Despite a relatively modest 2.8GHz stock clockspeed, it's therefore no surprise to find the Intel Core i5 760 flattens the Core i5 661 and Core i5 655K in literally every performance benchmark. You have to wonder why anyone would want to pay more for one of those Core i5 600 series chips. Intel would no doubt justify the price premium by pointing to the Core i5 600's integrated graphics.

Anyway, a much tougher nut for the Core i5 760 to crack is AMD's new six-core processor. The Phenom II X6 1055T is actually slightly cheaper despite giving the Core i5 760 a pretty solid schooling in our multi-threading tests. As ever, however, the 760 hits back with awesome gaming performance. It also shows the Phenom chip who's boss in our file decompression test.

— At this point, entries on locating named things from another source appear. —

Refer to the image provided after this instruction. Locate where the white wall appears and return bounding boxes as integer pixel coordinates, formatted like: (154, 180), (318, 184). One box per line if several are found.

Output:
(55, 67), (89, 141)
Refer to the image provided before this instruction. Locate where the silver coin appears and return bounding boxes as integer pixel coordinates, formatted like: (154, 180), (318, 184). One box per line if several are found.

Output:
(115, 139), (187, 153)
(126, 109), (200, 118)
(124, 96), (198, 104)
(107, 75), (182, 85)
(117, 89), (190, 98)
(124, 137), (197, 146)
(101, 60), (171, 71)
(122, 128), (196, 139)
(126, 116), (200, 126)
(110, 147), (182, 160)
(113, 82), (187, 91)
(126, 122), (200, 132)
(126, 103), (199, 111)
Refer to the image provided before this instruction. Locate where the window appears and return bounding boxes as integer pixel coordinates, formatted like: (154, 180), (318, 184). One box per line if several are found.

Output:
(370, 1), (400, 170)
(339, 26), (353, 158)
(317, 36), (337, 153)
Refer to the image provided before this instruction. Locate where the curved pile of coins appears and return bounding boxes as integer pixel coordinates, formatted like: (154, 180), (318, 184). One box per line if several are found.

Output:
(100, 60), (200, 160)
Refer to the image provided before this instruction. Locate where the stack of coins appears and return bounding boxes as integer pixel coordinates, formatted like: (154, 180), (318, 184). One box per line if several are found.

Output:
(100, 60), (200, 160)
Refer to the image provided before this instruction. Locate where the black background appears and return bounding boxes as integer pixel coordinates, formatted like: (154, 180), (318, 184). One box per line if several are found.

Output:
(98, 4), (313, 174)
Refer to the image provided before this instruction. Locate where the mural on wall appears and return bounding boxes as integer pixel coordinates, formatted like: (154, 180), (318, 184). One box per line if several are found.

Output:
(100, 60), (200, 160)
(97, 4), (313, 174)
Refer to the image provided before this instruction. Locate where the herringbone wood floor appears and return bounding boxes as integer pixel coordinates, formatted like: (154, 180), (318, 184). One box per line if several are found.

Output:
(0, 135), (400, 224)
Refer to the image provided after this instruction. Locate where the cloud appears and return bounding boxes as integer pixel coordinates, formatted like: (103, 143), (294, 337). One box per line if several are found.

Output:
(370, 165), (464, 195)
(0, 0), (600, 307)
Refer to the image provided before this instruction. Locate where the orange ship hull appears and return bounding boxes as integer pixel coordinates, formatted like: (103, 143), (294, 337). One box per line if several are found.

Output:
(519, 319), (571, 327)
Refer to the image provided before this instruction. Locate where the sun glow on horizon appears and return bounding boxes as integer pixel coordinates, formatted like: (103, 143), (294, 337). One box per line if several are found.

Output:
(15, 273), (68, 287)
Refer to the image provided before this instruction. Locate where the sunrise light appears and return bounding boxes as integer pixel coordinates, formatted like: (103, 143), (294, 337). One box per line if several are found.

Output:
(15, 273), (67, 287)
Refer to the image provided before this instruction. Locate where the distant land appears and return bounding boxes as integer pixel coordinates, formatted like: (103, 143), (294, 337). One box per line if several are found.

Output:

It's also disappointing to find the new 760 does not appear to offer any additional overclocking headroom. In our testing, the older Core i5 750 actually hits higher frequencies.

We liked:

If you fancy four cores for the price of two, it's hard to argue against the Core i5 760. It's cheaper than many of Intel's latest dual-core processors and hammers them for all round performance. At this price point, it's also the finest gaming CPU on the market.

We disliked:

Intel has a nasty habit of artificially hobbling some of its mainstream processors. So it is for the Core i5 760. By switching off HyperThreading, Intel has compromised the 760's performance in highly threaded applications such as video encoding and handed the advantage to AMD's similarly priced six-core Phenom II X6 1055T. Shame.


Replaces the Core i5 750 as our favourite gaming chip. No HyperThreading is a bit of a bummer.